▸ Column · Silver Millennium-adjacent dark fantasy court; the asker is a keeper of the royal archives on a modest archivist's stipend, navigating a noblewomen friend's increasingly costly wedding demands

QUEEN BERYL replies.

Replied to by Queen Beryl, with a rebuttal from Harley Quinn.

The letter

I was named chief honor-attendant at my dear friend Mirya's upcoming marriage eight months past, and I accepted without hesitation — fifteen years of friendship, and I would have given far more. Since then I have paid for a ceremonial robe commissioned from a craftsman in the southern provinces, contributed my share toward a feast in a coastal city I could not attend due to my duties at the archive, and now Mirya has sent word to the entire bridal party that we are each to purchase matching gilded wrist-cuffs — eight hundred silver pieces each — so that the wedding portraits "feel cohesive." I serve as keeper of the royal archives on a modest stipend, and I already owe a moneylender more than a month's wages from this wedding alone. Every time I have raised the matter of costs in the group correspondence, the other honor-attendants — women whose noble patrons command considerable wealth — respond at once with enthusiasm and payment, leaving me to appear small and ungrateful by comparison. The ceremony is three weeks hence. I love Mirya. But I cannot keep pretending the gilded cuff is a reasonable demand.

Queen Beryl replies

Eleven hundred silver pieces, and the ceremony three weeks distant. Tell me, child — when you picture yourself in those portraits, standing in the gilded row in the matching wrist-cuffs, do you see yourself at all? Or do you see a visual element, arranged for cohesion, whose inner life was never the point?

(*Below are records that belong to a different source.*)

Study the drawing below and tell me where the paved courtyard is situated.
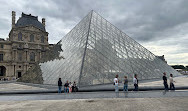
[0,97,188,111]
[0,76,188,93]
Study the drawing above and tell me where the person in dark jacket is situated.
[58,78,62,93]
[163,72,168,91]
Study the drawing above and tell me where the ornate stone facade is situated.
[0,11,49,79]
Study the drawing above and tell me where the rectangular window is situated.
[18,53,22,61]
[0,54,3,61]
[1,44,4,49]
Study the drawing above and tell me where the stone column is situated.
[12,11,16,28]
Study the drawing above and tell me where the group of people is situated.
[114,72,175,92]
[58,78,78,93]
[163,72,175,91]
[114,74,138,92]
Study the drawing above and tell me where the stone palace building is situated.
[0,11,49,79]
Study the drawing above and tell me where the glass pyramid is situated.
[40,11,179,86]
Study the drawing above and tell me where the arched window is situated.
[30,52,35,62]
[30,34,34,42]
[18,32,22,41]
[41,36,44,43]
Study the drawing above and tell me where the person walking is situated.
[69,82,72,93]
[133,74,138,91]
[72,81,78,92]
[163,72,168,91]
[64,80,69,93]
[58,78,62,93]
[114,75,119,96]
[123,76,128,92]
[169,74,175,90]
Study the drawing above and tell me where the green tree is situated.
[172,65,185,69]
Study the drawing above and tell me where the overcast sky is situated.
[0,0,188,65]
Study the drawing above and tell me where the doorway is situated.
[18,72,22,78]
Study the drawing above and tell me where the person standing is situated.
[69,82,72,93]
[58,78,62,93]
[133,74,138,91]
[163,72,168,91]
[72,81,78,92]
[123,76,128,91]
[64,81,69,93]
[114,75,119,93]
[169,74,175,90]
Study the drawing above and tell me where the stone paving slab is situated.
[0,97,188,111]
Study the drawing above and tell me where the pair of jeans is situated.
[123,84,128,91]
[170,83,175,90]
[134,84,138,91]
[164,82,168,91]
[64,87,69,93]
[58,86,62,93]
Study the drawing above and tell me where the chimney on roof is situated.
[42,18,45,27]
[12,11,16,28]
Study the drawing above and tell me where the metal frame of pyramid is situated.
[40,11,179,86]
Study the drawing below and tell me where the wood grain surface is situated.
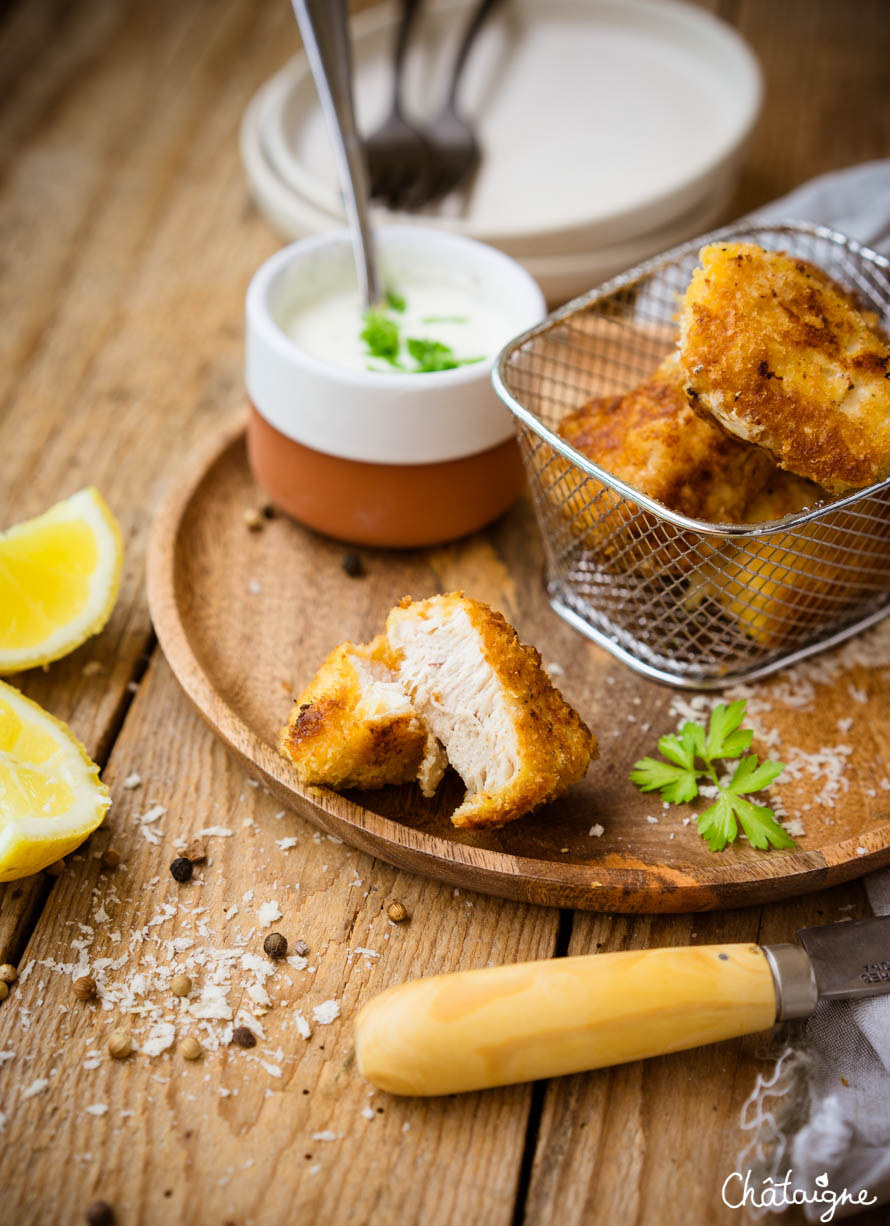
[0,0,890,1226]
[148,421,890,912]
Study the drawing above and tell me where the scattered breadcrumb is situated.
[22,1076,49,1098]
[313,1000,340,1026]
[256,901,281,928]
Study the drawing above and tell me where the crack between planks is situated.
[511,911,575,1226]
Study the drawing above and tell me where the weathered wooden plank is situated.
[0,656,558,1226]
[0,4,287,958]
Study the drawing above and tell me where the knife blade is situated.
[356,916,890,1096]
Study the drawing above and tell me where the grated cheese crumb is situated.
[22,1076,49,1098]
[313,1000,340,1026]
[256,900,281,928]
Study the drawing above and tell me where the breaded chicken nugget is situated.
[278,635,447,796]
[559,353,775,524]
[386,592,597,826]
[679,243,890,494]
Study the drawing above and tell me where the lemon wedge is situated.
[0,487,123,674]
[0,682,110,881]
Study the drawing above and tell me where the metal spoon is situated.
[292,0,382,307]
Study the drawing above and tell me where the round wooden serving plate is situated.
[148,423,890,912]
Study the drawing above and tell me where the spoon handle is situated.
[292,0,381,307]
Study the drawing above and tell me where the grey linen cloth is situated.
[730,161,890,1221]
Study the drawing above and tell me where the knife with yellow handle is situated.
[356,916,890,1095]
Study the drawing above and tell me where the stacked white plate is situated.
[240,0,761,302]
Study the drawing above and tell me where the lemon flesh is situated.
[0,487,123,674]
[0,682,110,881]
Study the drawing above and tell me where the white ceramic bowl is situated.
[245,226,546,546]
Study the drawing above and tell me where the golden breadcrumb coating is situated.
[386,592,597,826]
[554,353,775,575]
[559,353,775,524]
[679,243,890,494]
[278,635,445,796]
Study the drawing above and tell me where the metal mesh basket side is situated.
[501,226,890,687]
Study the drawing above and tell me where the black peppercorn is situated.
[85,1200,114,1226]
[262,932,287,958]
[170,856,195,881]
[340,549,364,579]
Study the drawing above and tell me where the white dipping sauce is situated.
[282,276,515,374]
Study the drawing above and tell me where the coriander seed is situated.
[262,932,287,958]
[170,856,195,881]
[340,549,364,579]
[108,1030,132,1060]
[85,1200,115,1226]
[71,975,98,1000]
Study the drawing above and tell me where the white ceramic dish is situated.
[259,0,761,256]
[240,82,734,303]
[245,226,546,547]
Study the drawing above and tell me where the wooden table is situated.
[0,0,890,1226]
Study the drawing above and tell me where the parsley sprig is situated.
[630,699,796,851]
[359,289,484,374]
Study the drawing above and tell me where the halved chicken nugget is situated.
[278,635,447,796]
[679,243,890,494]
[386,592,597,826]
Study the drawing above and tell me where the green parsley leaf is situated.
[630,758,699,804]
[406,336,460,371]
[731,796,797,851]
[359,309,400,367]
[704,699,754,760]
[696,793,738,851]
[729,754,785,796]
[630,700,796,851]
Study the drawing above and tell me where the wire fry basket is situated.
[494,222,890,689]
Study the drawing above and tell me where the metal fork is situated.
[422,0,500,204]
[362,0,430,210]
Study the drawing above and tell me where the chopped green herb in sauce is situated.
[359,289,484,374]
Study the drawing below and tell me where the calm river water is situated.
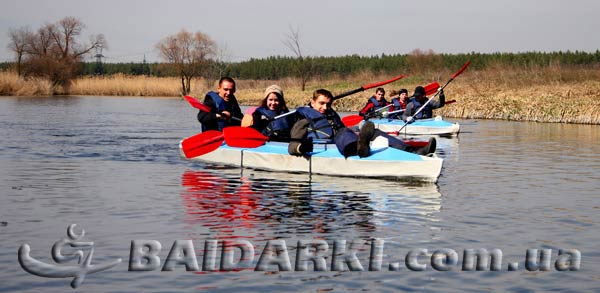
[0,97,600,292]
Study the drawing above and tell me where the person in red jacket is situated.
[358,87,389,117]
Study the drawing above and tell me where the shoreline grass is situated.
[0,66,600,124]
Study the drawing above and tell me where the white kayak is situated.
[369,116,460,136]
[179,142,443,182]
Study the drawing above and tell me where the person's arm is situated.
[358,101,375,117]
[252,111,269,131]
[198,96,220,125]
[288,119,313,156]
[402,103,414,121]
[431,90,446,109]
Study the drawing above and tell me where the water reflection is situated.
[181,168,441,239]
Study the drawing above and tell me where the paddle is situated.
[183,96,242,121]
[223,126,269,148]
[181,126,269,158]
[181,130,224,158]
[342,81,440,127]
[387,100,456,115]
[398,61,471,132]
[333,74,407,101]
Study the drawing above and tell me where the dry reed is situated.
[0,65,600,124]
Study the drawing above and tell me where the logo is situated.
[18,224,121,288]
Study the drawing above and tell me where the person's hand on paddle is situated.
[217,111,231,120]
[288,119,313,156]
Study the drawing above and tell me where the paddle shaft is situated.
[388,100,456,115]
[333,74,406,101]
[398,61,471,132]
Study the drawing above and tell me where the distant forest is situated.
[0,50,600,80]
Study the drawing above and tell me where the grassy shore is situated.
[0,66,600,124]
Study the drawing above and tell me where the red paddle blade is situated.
[404,140,429,148]
[183,96,210,112]
[424,81,440,96]
[223,126,269,148]
[342,115,364,127]
[181,130,223,158]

I know this particular arrangement. I, too, spent years content to position myself around another's radiance, to make the tableau beautiful — on the comfortable assumption that devotion was its own reward. It is not. Devotion unnoticed is simply labor with a more flattering name, and the portrait-taker never thanks the frame. This much, at least, I know firsthand.

The women with their wealthy patrons, their instant payments, their little heart symbols — they are not standing at your window. Do not use their ease as your measure of what is owed.

You say you dread blowing up fifteen years of friendship. How meek. The bracelet ask has already done the blowing up; you are simply the last to see the smoke. I am not without pragmatism, even here in the dark: go to Mirya alone, away from the chorus. Say the number. Not "I have been struggling with costs" — the number. How she receives it will tell you what fifteen years was genuinely worth to her.

Some friendships deserve the confession. Some reveal, in that moment, that they were always Mirya's friendship, not yours.

Queen Beryl

Harley Quinn weighs in

Her Majesty's already got Mirya convicted and sentenced — which, hey, might end up being right. But she skipped something. The group correspondence is the machine here. Two honor-attendants with fat noble patrons hitting "pay" in thirty seconds makes eight hundred silver feel like the obvious reasonable baseline, and Mirya might genuinely not understand what that number costs on an archivist's stipend. I know about not saying the real number out loud 'cause the room made it feel impossible — spent too many years in a room like that, and the damage outlasted the relationship by a lot.

So yeah, go to Mirya alone. But go asking, not sentencing. The actual number: eleven hundred silver, in debt, cannot do the cuff. Then watch her face — not the group echo, her face. If she hears it and doubles down, THEN Her Majesty's read is right and you've got your answer. But find out first, cupcake. Convict on evidence, not on vibes and a really dramatic frame.